Attentive and full of energy, Stephanie Barksdale sat perched at the edge of her seat Monday in the second floor common room of the Goldie and Morris Mintz Center, listening closely to a student pitch his latest social initiative. 

As Director of University Partnership and Social Innovation, Barksdale has spent the past five years working with social innovation at Tulane, helping to establish the Social Innovation and Social Entrepreneurship minor. About a year ago, a $14.5 million endowment enabled her to help found a space for design thinking and social innovation: the Phyllis M. Taylor Center for Social Innovation.

“I want our students to take risks, to fail, to try again and to feel like they could be part of something,” Barksdale said. 

During her undergraduate career, Barksdale majored in Costume Design and German Studies at Scripps College in California, where she grew up. In 2006, during graduate school at New York University, she first discovered the concept of social entrepreneurship. 

Barksdale regrets not being able to find her passion sooner and hopes her work with social innovation helps students discover what they want to do earlier. 

“I wish that it didn’t take me until my 30s to find that,” Barksdale said. “And if this generation could find that in college, it’s just a better future for all of us.” 

Barksdale moved to New Orleans in 2009 and began as a special assistant in President Cowen’s office.

“When I moved to New Orleans, I was so lucky to be in this wave of post-Katrina recovery and was really part of something that made me feel like I had a sense of purpose,” Barksdale said.  

At the president’s office, her special project involved launching a series of social entrepreneurship initiatives, which culminated in developing the Social Innovation and Social Entrepreneurship Minor.

“Initially it was a business plan competition, a speaker series and a student group who wanted to see if they could develop their social entrepreneurial skills,” Barksdale said. “That then grew to develop into a minor.” 

Barksdale was recognized for her work after Hurricane Katrina, though when reflecting on her choice to move, she said she did not expect to move and solve problems.

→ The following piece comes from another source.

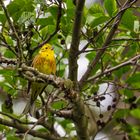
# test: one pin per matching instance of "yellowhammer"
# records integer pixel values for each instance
(44, 62)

“I don’t think I came thinking I could solve any problems,” Barksdale said. “I did come in thinking this was an interesting point in history where, four years after the storm, everyone who was here chose to be here, and what an interesting place to be where everyone chose to be.” 

Looking back on her previous notion of choice, Barksdale describes how her view has changed as she has lived here. 

“But I think that’s naive,” Barksdale said. “I think that ‘choice’ is a really privileged word and so now what I’m learning now is that we’re all a part of this very complicated system and how can I be a better part of that system.”

Program Manager for Student Programming Julia Lang, as well as leader of design thinking workshops at the Taylor Center, said one of the goals of the center is to get students excited and productive right now. 

“It’s neat to see students engaged in a space where they are launching ventures or starting student organizations, or really creating change here and now,” Lang said.  

The Taylor Center promotes the ideals Barksdale has worked hard to emphasize in social innovation, leadership and design thinking. At the center, faculty facilitates human-centered design crash courses, of which two are left in the fall semester.

Barksdale teaches her own section of a leadership course. In the spring, she will be working with Cowen to teach a larger scale leadership for collective impact class required for students minoring in Students of Liberal Arts Management as well as those minoring Social Innovation and Social Entrepreneurship.